Best Distro, DB & Language for Large Data Volume?
I have a project coming up that will require me to batch process a large amount of data once a week (on the weekend). Here's the pertinent info:
while processing the files I will have exclusive access to the VPS & DB.
processing 20 files (containing csv or xml data) with a total of 300k to 350k records.
adding ~450k records to the db: 10 fields (4 indexes) each record ~96 bytes each (incl indexes).
Once the new data has been added I'll need to updated related records:
updating ~100k records: 20 fields (4 indexes), each record ~160 bytes each (incl indexes).
each update will require up to 30 simple math operations (add, sub, mult or div using two arguments).
The db is going to be kind of big:
15 to 18 months of history (65 - 78 weeks worth of records).
30M - 35M total records in DB.
Once each week's data is processed:
25 csv files will be produced (up to 100k records each).
during the week up to 20 concurrent users could be accessing the system performing simply queries via a web app.
I'm thinking of setting up three Linodes for this customer's services:
an appropriately sized VPS to handle the heavy lifting and for user queries.
a smaller VPS (separate data center) to function as a backup web server (will have copy of latest DB).
a smaller VPS to function as dev/test machine as well as to store most recent DB backups.
Performance while processing the batch files and updating the DB is important, but so is being a good 'VPS neighbor'.
Though I'm familiar with CentOS & Ubuntu, MySQL & PHP when dealing with web based projects, I don't want to limit myself to these if there are better solutions for the batch processing.
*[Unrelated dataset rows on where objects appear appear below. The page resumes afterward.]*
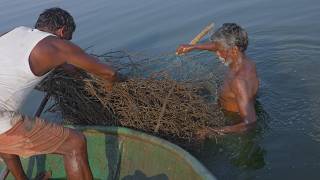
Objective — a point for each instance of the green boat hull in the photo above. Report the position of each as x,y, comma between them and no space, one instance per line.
121,153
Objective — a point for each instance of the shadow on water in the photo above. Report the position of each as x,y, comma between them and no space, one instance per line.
241,153
139,175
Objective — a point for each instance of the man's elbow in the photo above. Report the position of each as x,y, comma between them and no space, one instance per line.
111,75
250,123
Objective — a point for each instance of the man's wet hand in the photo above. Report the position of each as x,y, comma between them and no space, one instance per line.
108,86
184,48
122,77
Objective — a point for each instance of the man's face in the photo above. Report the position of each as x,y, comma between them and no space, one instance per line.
223,56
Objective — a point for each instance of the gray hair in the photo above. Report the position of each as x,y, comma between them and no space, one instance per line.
230,35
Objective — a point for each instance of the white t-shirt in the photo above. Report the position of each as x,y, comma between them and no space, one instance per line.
16,77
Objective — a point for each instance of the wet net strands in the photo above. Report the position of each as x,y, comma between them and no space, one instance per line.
149,100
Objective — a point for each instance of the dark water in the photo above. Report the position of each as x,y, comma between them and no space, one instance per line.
284,42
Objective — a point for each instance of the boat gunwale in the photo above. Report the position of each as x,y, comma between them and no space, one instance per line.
181,153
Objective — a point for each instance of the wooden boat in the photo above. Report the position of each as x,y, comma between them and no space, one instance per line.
121,153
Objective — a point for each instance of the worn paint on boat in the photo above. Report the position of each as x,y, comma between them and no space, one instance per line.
121,153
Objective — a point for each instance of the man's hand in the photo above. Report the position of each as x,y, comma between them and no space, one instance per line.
184,48
108,86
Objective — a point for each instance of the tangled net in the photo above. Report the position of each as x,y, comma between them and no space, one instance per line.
177,110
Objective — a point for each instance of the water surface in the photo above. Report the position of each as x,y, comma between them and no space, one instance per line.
284,42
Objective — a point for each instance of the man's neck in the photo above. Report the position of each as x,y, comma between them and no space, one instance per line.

I'm not sure if any particular Linux distro is better suited to this type of batch processing. I'm guessing that VPS resources & tuning would have more of an impact than the distro, but I'm sure someone has some insight into this.
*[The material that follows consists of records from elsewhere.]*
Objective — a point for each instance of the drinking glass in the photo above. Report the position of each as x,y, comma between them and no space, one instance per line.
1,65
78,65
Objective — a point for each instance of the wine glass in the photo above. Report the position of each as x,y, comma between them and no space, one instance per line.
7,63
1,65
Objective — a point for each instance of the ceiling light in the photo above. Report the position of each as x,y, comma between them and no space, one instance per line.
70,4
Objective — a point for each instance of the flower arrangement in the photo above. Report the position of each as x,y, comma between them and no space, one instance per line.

Is MySQL the best fit for this type of project? Does it scale well to this large of a DB? Would PostgreSQL be a better fit?
I'm aware that Python and Perl are faster than PHP at many things, but would either one of them be a better fit for this type of batch processing? Is there another language that would be a better fit? I've programmed in may different languages over the years, so I'm certainly open to suggestions.
Any insight would be greatly appreciated.
Thanks,
James
4 Replies
Both MySQL and Postgres will work fine. I'd use Postgres personally but again you are better off using the one you know best. Whatever you do you will need to index the right things and tune well.
PHP makes it easy to write code but it's a terrible language. It's good for user interface stuff though. The speed difference between PHP, Python, Perl, C, or whatever else doesn't matter as much as writing good code and using good algorithms. I'd write the user interface web stuff in PHP and the heavy lifting in Python.
I didn't think PHP was the way to go for the heavy lifting, but I do intend to use it for the UI since the web app should have less than 10k page views per month.
Python also has Celery
Otherwise, I'll second what sednet said. PHP for webapp, Python for heavy lifting, PostgreSQL over MySQL.
I have an app that does something similar, in a similar amount of data, except it's XML, not CSV. Because of the memory overhead associated with various lists and dictionaries, and in conjunction with said Python's problem with releasing the memory to the OS, I had to rewrite for "manual" creation of output files on disk (actually using tempfile.SpooledTemporaryFile that automatically spills to disk if it grows over XX MB) instead of using xml.etree library – which I use only to construct simple branches, not whole XML tree.
I hadn't thought of processing the batches across multiple nodes. I'll look into Celery.